You often construct Impala table definitions and data files in some other environment, and then attach Impala so that it can run real-time queries. The same data files and table metadata are shared with other components of the Hadoop ecosystem. In particular, Impala can access tables created by Hive or data inserted by Hive, and Hive can access tables and data produced by Impala. Many other Hadoop components can write files in formats such as Parquet and Avro, that can then be queried by Impala.
Because Hadoop and Impala are focused on data warehouse-style operations on large data sets, Impala SQL includes some idioms that you might find in the import utilities for traditional database systems. For example, you can create a table that reads comma-separated or tab-separated text files, specifying the separator in the CREATE TABLE statement. You can create external tables that read existing data files but do not move or transform them.
Because Impala reads large quantities of data that might not be perfectly tidy and predictable, it does not require length constraints on string data types. For example, you can define a database column as STRING with unlimited length, rather than CHAR(1) or VARCHAR(64). (Although in Impala 2.0 and later, you can also use length-constrained CHAR and VARCHAR types.)

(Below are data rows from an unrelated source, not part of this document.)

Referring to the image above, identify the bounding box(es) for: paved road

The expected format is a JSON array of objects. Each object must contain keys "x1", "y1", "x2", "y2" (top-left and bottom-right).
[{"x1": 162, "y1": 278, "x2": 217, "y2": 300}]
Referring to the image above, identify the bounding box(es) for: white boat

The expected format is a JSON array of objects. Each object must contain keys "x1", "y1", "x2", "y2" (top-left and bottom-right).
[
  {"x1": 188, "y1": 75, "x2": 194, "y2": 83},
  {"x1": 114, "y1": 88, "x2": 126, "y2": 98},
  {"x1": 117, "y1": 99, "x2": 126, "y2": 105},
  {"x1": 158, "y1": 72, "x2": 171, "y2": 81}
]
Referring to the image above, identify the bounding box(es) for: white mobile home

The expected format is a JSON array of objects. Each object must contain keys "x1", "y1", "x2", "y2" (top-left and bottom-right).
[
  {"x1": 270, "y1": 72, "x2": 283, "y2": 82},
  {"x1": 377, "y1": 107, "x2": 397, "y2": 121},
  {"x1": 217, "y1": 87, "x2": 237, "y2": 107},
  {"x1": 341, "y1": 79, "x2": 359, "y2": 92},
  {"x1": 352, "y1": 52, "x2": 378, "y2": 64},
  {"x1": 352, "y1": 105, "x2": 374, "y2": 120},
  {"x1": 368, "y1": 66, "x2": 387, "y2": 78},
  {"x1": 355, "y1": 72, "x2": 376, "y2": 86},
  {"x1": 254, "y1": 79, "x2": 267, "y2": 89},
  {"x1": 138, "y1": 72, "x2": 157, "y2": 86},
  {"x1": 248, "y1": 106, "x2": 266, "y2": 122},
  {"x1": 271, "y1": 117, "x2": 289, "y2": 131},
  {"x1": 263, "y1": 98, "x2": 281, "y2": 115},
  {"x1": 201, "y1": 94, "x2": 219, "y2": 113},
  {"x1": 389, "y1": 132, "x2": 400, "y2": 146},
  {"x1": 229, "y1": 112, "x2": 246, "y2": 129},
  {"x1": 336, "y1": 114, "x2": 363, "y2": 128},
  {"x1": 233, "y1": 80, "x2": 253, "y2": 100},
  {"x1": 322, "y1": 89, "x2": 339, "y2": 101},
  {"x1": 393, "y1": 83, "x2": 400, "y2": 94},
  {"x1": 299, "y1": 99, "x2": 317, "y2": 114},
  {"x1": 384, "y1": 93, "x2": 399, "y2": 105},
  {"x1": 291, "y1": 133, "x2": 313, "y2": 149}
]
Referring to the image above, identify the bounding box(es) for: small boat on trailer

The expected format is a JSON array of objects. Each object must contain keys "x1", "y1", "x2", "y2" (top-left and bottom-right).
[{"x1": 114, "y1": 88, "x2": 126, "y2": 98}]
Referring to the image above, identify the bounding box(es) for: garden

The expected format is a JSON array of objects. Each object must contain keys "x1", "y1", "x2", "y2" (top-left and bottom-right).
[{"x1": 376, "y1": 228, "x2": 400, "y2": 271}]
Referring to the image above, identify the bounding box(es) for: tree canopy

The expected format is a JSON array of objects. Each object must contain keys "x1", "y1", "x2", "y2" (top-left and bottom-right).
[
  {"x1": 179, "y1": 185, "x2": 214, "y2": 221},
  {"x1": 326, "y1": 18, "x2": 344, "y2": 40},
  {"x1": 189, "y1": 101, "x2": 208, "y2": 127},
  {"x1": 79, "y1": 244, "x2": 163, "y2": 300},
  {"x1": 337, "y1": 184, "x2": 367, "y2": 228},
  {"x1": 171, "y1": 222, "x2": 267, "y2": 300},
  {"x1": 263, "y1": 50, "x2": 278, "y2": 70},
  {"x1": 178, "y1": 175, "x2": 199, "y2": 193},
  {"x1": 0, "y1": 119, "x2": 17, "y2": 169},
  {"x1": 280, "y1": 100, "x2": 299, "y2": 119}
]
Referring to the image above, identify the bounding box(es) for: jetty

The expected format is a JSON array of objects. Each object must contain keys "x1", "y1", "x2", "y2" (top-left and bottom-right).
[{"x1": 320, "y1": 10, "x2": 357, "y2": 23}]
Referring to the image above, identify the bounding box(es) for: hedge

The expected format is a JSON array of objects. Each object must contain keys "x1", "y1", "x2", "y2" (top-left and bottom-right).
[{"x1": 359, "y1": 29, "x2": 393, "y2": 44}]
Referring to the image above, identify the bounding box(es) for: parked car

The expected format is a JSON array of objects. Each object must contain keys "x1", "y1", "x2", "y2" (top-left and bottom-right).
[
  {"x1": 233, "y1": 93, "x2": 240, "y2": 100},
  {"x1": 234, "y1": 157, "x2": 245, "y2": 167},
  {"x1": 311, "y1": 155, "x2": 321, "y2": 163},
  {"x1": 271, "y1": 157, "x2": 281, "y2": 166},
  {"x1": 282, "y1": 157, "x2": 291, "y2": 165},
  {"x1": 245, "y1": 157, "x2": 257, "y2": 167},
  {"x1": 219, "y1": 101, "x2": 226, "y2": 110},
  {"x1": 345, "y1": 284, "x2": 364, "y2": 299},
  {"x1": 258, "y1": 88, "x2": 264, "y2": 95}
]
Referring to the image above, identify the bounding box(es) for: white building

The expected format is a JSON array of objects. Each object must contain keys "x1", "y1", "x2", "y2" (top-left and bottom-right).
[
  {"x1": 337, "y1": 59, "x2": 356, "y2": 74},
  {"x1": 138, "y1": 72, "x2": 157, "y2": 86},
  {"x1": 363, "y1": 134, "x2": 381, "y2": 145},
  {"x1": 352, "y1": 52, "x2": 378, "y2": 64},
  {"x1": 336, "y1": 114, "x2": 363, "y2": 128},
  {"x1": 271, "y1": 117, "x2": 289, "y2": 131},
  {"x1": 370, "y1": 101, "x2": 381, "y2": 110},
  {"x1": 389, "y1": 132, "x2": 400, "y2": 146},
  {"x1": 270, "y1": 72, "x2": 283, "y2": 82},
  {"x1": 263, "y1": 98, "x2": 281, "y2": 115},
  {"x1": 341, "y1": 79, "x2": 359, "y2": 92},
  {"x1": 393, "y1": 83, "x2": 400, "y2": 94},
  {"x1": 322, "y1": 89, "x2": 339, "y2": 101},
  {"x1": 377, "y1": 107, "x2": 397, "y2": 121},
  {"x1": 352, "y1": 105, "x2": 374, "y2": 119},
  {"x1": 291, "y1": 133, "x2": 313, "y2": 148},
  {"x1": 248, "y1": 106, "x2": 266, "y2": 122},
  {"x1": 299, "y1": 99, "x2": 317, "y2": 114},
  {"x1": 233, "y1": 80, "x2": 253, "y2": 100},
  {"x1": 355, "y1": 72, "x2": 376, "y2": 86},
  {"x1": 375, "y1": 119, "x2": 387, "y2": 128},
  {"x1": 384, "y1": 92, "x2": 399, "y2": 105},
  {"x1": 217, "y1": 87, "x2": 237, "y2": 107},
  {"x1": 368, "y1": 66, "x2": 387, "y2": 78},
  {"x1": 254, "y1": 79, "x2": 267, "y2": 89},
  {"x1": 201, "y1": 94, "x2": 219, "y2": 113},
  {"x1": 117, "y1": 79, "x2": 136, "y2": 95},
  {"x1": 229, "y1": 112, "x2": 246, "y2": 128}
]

Related information: Impala SQL Language Reference, especially Impala SQL Statements and Impala Built-In Functions
Overview of Impala Programming Interfaces
You can connect and submit requests to the Impala daemons through:
- The impala-shell interactive command interpreter.
- The Hue web-based user interface.
With these options, you can use Impala in heterogeneous environments, with JDBC or ODBC applications running on non-Linux platforms. You can also use Impala on combination with various Business Intelligence tools that use the JDBC and ODBC interfaces.
Each impalad daemon process, running on separate nodes in a cluster, listens to several ports for incoming requests. Requests from impala-shell and Hue are routed to the impalad daemons through the same port. The impalad daemons listen on separate ports for JDBC and ODBC requests.